|This is Lineman Appreciation Month|
Last week KFOX14 ran this story: Residents frustrated after El Paso Electric asks them to cut back after recent outages. Reporter, Kaylee Heck, quoted resident, Elizabeth Lopez. "'The bills keep going up higher each month because of the heat, but now we don't have the service we're paying for,'" Lopez said.
They don't have the service they are paying for? No. They paid for the service that they got. EPEC doesn't charge for the future delivery of electrons. It charges for the electrons that you demanded and got.
They gave the residents of this eastside El Paso community a list of ways to conserve electricity while they replace a transformer. I know how frustrating and aggravating it is to be without power or water or gas. I did it for a week while I was living in Washington State. The cats and I survived. In this case, no one is going without power as the work is done. Asking for energy conservation buys the insurance that no one will go without power.
Here's my main point. The list of conservation tips that they gave the neighborhood is exactly the same list of conservation tips that they recommend for everyone else:
- Set your thermostat at 78°F or higher - every degree of extra cooling will increase energy usage six to eight percent.
- Use ceiling fans and portable fans to circulate the cool air.
- Install patio covers, awnings, and solar window screens to shade your home from the sun. Shade south and west windows with plants or trees to block the heat during the summer.

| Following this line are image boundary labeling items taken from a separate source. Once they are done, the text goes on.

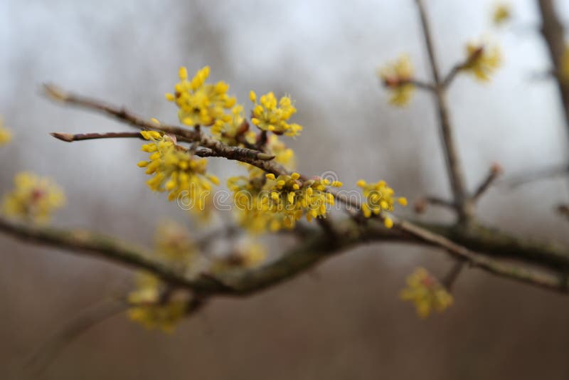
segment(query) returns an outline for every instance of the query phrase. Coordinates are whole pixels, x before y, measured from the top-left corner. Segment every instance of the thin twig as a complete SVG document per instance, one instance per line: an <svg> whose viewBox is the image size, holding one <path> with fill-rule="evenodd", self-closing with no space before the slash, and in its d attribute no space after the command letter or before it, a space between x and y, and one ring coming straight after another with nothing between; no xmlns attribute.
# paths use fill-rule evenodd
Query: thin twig
<svg viewBox="0 0 569 380"><path fill-rule="evenodd" d="M464 63L457 63L452 68L450 69L448 74L445 77L445 79L442 80L442 87L445 88L448 88L450 87L450 85L452 83L452 81L456 78L457 74L458 74L462 68L464 67Z"/></svg>
<svg viewBox="0 0 569 380"><path fill-rule="evenodd" d="M177 139L181 142L197 142L204 147L214 151L218 157L225 157L228 159L238 159L251 164L254 164L254 163L259 161L270 161L275 158L275 156L267 154L263 152L248 148L229 147L203 134L198 130L192 130L176 125L156 123L146 120L131 113L124 107L115 107L96 99L67 93L53 85L45 85L44 89L46 93L55 100L65 104L83 107L105 113L139 129L159 130L174 134L176 136Z"/></svg>
<svg viewBox="0 0 569 380"><path fill-rule="evenodd" d="M138 132L107 132L105 133L64 133L53 132L50 133L53 137L61 141L71 142L73 141L92 140L97 139L117 139L123 137L138 138L144 139Z"/></svg>
<svg viewBox="0 0 569 380"><path fill-rule="evenodd" d="M442 137L447 169L451 188L452 189L454 203L456 205L459 222L465 223L472 218L474 213L474 207L471 204L467 196L463 170L454 143L452 127L451 125L450 117L447 105L446 90L444 83L440 79L440 75L439 74L438 64L437 63L432 38L431 37L428 19L425 10L425 6L423 6L422 0L416 0L416 4L419 10L421 27L425 38L425 44L428 53L431 73L437 89L435 92L435 95L437 101L437 109L439 114L440 134Z"/></svg>
<svg viewBox="0 0 569 380"><path fill-rule="evenodd" d="M494 164L490 167L490 170L488 175L484 181L478 186L472 196L472 201L476 202L480 199L480 196L484 194L490 186L496 181L496 179L502 173L502 168L498 164Z"/></svg>

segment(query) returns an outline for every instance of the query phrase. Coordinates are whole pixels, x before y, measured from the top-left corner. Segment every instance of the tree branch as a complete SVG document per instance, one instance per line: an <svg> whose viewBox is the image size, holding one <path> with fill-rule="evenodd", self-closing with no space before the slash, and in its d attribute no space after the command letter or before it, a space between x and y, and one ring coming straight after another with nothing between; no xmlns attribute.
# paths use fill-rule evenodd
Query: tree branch
<svg viewBox="0 0 569 380"><path fill-rule="evenodd" d="M491 273L512 280L527 283L562 292L568 292L567 276L548 270L536 270L526 266L499 261L481 255L451 241L452 237L462 241L472 249L484 248L485 253L503 256L505 248L518 250L522 255L547 258L569 268L569 250L551 244L532 243L502 236L491 230L480 229L477 234L457 230L454 227L436 226L435 231L446 233L449 238L414 226L408 222L399 222L415 236L401 231L387 230L378 223L360 226L348 219L336 223L339 238L330 239L324 231L314 228L311 233L293 248L284 252L277 260L260 268L243 273L220 275L213 278L203 275L189 278L184 273L168 268L151 258L149 253L113 238L85 231L65 231L48 227L38 227L13 222L0 218L0 231L26 243L51 246L70 250L75 253L88 255L112 260L131 268L150 272L173 286L185 287L202 297L215 295L233 296L248 295L283 281L291 279L316 265L323 260L332 257L357 245L369 242L403 242L422 243L427 246L447 246L455 258L472 267L479 268ZM484 235L485 234L485 235ZM517 258L519 258L520 255Z"/></svg>
<svg viewBox="0 0 569 380"><path fill-rule="evenodd" d="M569 83L563 81L559 75L562 71L565 52L565 31L555 13L553 0L537 0L541 14L541 32L547 45L549 56L555 73L557 85L563 101L565 127L569 132Z"/></svg>
<svg viewBox="0 0 569 380"><path fill-rule="evenodd" d="M435 53L435 47L431 38L428 19L425 11L422 0L416 0L416 3L419 10L421 27L425 38L425 44L428 53L431 73L436 88L436 90L434 93L437 102L440 134L442 138L447 169L452 190L454 203L456 205L459 222L465 223L469 221L473 216L474 206L467 196L466 186L464 184L463 170L454 143L452 127L451 125L450 117L447 105L445 85L441 81L440 75L439 74L438 65Z"/></svg>

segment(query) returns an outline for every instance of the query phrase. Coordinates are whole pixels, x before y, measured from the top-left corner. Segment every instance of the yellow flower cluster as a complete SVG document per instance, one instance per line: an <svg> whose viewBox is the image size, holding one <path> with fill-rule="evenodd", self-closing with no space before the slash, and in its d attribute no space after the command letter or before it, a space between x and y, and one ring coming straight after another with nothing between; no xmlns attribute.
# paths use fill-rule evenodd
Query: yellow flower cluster
<svg viewBox="0 0 569 380"><path fill-rule="evenodd" d="M188 70L180 68L180 82L174 86L174 93L166 94L166 98L179 108L178 117L186 125L209 126L218 120L230 117L225 110L235 105L235 98L228 95L229 85L225 82L206 83L209 71L209 66L206 66L188 80Z"/></svg>
<svg viewBox="0 0 569 380"><path fill-rule="evenodd" d="M63 190L50 179L21 172L14 177L14 189L6 194L3 211L27 221L46 223L65 203Z"/></svg>
<svg viewBox="0 0 569 380"><path fill-rule="evenodd" d="M507 22L511 18L511 10L509 4L500 3L496 5L492 14L492 21L494 25L499 26Z"/></svg>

- Close interior blinds, drapes, or shades to block the sun and heat during warm weather.
- Consider using a clothesline instead of a clothes dryer.
- Outside air conditioning units, or condensers, should be shaded.
- On warm days raise your thermostat to 80°F or higher if leaving for more than four hours.
- Setting your thermostat to a lower temperature than normal will not cool your home faster.
- Try to save heat and humidity-generating activities (cooking, laundering, and dishwashing) for early morning or evening hours.
I use ceiling and portable fans. I have shade trees. I close the interior shades. I use a clothesline (except in inclement weather). I do not run applicances like the dishwasher or clothes washer while running my AC. Etc.
I'm not bragging but concurring. I know that EPEC is especially unpopular now because they are asking for a rate hike. Nevertheless, they encourage energy conservation and, Ms. Lopez, they bill you for the amount of electricity that you use. The tips are good for cutting down that amount and making sure that everyone has uninterrupted service.